Bush ads released April 26 recycle some distortions of Kerry's voting record on military hardware.
We've de-bunked these half-truths before but the Bush campaign persists.
The ads -- many targeted to specific states -- repeat the claim that Kerry opposed a list of mainstream weapons including Bradley Fighting Vehicles and Apache helicopters, and also repeat the claim that he voted against body armor for frontline troops in Iraq. In fact, Kerry voted against a few large Pentagon money bills, of which Bradleys, Apaches and body armor were small parts, but not against those items specifically.
Missing Context
It is true that when Kerry first ran for the Senate in 1984 he did call specifically for canceling the AH-64 Apache helicopter. What the ad lacks is the historic context: the Cold War was ending and the Apache was designed principally as a weapon to be used against Soviet tanks. And in fact, even Richard Cheney himself, who is now Vice President but who then was Secretary of Defense, also proposed canceling the Apache helicopter program five years after Kerry did. As Cheney told the House Armed Services Committee on Aug. 13, 1989:
Cheney: The Army, as I indicated in my earlier testimony, recommended to me that we keep a robust Apache helicopter program going forward, AH-64; . . . I forced the Army to make choices. I said, "You can't have all three.

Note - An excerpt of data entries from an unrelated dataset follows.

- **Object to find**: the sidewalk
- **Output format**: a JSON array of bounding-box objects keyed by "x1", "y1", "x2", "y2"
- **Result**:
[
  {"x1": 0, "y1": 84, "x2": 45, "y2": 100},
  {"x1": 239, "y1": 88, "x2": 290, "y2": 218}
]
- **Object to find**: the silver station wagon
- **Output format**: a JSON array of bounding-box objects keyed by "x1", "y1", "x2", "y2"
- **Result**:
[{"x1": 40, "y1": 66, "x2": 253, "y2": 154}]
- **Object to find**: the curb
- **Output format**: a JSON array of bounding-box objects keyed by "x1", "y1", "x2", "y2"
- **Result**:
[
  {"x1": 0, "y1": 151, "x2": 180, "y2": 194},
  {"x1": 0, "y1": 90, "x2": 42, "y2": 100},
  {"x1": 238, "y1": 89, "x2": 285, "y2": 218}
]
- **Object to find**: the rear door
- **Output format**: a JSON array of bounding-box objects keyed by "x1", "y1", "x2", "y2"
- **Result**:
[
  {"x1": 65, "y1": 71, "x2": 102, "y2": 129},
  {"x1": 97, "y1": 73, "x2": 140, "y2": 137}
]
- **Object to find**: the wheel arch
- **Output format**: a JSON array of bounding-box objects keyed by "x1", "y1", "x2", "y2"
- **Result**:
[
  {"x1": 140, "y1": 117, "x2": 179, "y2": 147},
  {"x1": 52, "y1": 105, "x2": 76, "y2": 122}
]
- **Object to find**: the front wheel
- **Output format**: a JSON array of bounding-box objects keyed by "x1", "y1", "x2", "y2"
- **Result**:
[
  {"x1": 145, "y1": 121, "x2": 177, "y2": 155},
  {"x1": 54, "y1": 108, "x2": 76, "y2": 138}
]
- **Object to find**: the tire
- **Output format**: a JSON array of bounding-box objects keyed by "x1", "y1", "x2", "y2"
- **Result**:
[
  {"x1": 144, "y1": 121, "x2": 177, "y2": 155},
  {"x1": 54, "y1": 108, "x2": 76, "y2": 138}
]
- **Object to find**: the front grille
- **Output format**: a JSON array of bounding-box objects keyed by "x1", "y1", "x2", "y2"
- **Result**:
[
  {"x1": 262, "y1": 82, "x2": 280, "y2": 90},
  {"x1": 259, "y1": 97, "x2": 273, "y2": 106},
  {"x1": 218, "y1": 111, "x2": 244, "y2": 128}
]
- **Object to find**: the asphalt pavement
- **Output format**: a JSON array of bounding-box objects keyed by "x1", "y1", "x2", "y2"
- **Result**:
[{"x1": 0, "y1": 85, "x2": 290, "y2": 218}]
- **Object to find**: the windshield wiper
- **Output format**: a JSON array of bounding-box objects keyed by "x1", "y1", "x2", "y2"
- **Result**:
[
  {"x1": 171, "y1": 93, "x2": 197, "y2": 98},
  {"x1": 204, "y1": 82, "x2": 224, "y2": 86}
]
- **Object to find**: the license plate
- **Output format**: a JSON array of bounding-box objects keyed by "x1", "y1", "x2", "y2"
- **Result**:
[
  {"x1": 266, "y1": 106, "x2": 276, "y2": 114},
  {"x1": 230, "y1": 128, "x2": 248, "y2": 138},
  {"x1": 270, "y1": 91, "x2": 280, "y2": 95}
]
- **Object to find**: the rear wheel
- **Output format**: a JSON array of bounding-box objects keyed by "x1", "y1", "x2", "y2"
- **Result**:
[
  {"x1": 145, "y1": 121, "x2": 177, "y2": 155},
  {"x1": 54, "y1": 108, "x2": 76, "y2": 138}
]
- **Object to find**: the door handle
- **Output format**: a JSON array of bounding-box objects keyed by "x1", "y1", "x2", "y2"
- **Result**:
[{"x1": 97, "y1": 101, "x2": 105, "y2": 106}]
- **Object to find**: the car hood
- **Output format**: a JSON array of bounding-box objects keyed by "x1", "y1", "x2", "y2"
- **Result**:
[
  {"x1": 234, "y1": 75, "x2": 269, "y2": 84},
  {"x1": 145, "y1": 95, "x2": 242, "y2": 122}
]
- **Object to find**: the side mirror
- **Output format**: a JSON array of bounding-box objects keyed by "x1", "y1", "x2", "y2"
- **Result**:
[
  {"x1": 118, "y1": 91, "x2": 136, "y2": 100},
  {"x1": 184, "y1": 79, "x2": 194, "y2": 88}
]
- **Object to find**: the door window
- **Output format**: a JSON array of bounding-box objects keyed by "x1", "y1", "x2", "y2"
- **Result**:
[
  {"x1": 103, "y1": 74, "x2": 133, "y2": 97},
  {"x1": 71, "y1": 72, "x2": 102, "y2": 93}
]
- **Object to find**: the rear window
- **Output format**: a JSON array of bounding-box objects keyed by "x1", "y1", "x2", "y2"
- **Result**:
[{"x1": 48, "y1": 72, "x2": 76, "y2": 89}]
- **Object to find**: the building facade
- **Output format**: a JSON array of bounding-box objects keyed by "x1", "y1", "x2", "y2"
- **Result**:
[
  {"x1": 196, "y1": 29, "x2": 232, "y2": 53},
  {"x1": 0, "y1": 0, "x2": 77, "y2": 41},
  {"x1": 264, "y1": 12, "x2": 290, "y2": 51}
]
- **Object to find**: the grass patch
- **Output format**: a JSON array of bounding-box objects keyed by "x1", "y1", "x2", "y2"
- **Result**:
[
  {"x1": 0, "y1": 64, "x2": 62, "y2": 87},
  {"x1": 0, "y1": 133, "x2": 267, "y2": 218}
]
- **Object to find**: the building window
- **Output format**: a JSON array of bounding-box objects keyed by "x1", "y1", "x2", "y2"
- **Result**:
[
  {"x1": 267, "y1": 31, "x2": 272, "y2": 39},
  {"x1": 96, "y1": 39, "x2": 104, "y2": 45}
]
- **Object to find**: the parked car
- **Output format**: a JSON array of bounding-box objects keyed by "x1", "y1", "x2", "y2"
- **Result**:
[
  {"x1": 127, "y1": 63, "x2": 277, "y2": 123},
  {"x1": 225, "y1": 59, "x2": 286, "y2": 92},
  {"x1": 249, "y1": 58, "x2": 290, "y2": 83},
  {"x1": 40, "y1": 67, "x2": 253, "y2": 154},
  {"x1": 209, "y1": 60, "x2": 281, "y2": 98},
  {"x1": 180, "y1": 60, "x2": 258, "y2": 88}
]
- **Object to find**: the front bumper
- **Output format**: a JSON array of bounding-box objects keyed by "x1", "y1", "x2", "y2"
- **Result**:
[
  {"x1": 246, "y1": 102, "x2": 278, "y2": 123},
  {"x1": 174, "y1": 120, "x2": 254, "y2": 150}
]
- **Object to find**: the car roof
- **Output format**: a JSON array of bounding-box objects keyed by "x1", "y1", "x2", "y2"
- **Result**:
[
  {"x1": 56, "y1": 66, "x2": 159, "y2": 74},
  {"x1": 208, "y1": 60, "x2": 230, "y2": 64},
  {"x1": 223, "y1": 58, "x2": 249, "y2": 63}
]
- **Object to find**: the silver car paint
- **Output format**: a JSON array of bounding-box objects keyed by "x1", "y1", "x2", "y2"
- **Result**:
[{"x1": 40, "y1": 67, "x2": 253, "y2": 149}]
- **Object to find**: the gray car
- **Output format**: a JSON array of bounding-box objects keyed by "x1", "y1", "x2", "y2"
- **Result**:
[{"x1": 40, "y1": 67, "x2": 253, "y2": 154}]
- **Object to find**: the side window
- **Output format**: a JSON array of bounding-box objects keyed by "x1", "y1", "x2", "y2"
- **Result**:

We don't have the money for all three." So I recommended that we cancel the AH-64 program two years out. That would save $1.6 billion in procurement and $200 million in spares over the next five years.
Two years later Cheney's Pentagon budget also proposed elimination of further production of the Bradley Fighting Vehicle as well. It was among 81 Pentagon programs targeted for termination, including the F-14 and F-16 aircraft. "Cheney decided the military already has enough of these weapons," the Boston Globe reported at the time.
Does that make Cheney an opponent of "weapons vital to winning the war on terror?" Of course not. But by the Bush campaign's logic, Cheney himself would be vulnerable to just such a charge, and so would Bush's father, who was president at the time.